Unlike North Carolina's manufacturing industries, which have been dealt incredible blows by today's increasingly globalized economy, Wayne County Cooperative Extension Agricultural and Natural Resources Agent Kevin Johnson believes that local farmers are well-positioned to compete for many years to come.

However, he cautioned, that doesn't mean it's going to be easy.

"America's going to have to change," he said. "Today, you can basically be anywhere in the world in 24 hours. My great-great-grandfather never even saw the ocean.

"Once upon a time, the U.S. was a closed country. Today, free trade agreements have opened us up."

And that has had a dramatic effect on not only manufacturing, but also on agriculture -- a topic he addressed Monday at the 2007 Agricultural Expo at Wayne Community College.

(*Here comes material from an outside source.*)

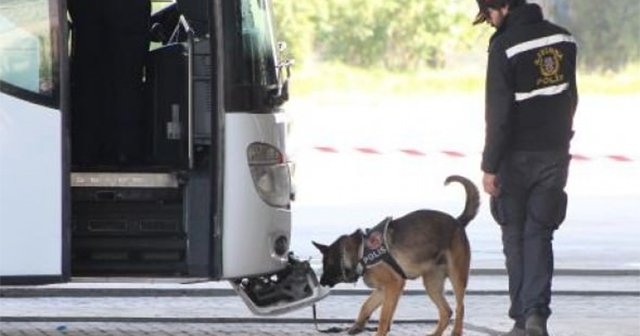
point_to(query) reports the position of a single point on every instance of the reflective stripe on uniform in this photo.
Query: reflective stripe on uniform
(539, 42)
(547, 91)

"Farm subsidies are helping American farmers, but they disrupt the natural flow of free trade. That's something America has had to do, though, to keep farmers in business. Without it, there wouldn't hardly be any farmers in America. They couldn't afford to do it," he said. "The increase in agricultural trade has prompted low-cost production. It's a buyer's market, and the cheapest price is going to win."

Unfortunately, in many cases those prices aren't coming from American farmers. They're coming from countries like India, China and especially Brazil.

"The U.S. is still a strong player in agriculture, but Brazil is set to become the new bread basket of the world," Johnson said. "It's going to happen. There's nothing we can do about it."

Already it is the world leader in soybeans, coffee, sugar, oranges, tobacco and ethanol, and has the potential to be No. 1 in beef, chicken and most other crops.

Helping it reach those levels, Johnson explained, are its lack of tough environmental regulations, its cheap equipment and labor, its abundant space and potential for more, and its climate, which can allow for at least two or three crop cycles a year.

Fortunately, he continued, unlike much of the rest of nation, North Carolina and Wayne County should be readily able to compete in that changing market.

"Agriculture is not leaving Wayne County for a long time," he said. "Farmers are making money right now and as long as farming is profitable, they will stay in the business."

The key, he continued, is to have a wide variety of agricultural endeavors.

Leading the way for Wayne County is its production of wheat, soybeans -- more of which is expected in years to come -- turkeys and swine.

Also helping the county's $320-million bottom line is its tobacco, which is desired because of its quality, even though countries like Brazil produce more of it.

Cotton, however, while expected to rebound, is an example of a county crop that has taken a hit due to the global marketplace, with farmers this year planting nearly 60 percent less than in the past.

Corn production, on the other hand, billed this year as a hot crop, is likely to decline in the near future because of its low price and the obstacles that occur growing it locally.

But, Johnson noted, there will be others to take its place -- most notably, canola -- as the demand for ethanol continues to rise.

"That's something I suspect we'll have more of," Johnson said. "I think canola is a crop for the future."

North Carolina is ranked second in the nation in terms of agricultural diversity.

And, according to a 2005 Farm Futures magazine, Wayne is considered the fifth best county in the country in which to farm -- following Duplin, Sampson and a couple in California.

"We're in a strong position," Johnson said. "There's almost nobody else in the country that can compare to us."

The key to continuing that upward trajectory, though, will be maintaining the county's existing farmland -- something the agricultural community and other local leaders have begun to focus on.

"Our biggest concern is the roads and the people coming in," Johnson said. "That's where farmland preservation comes in."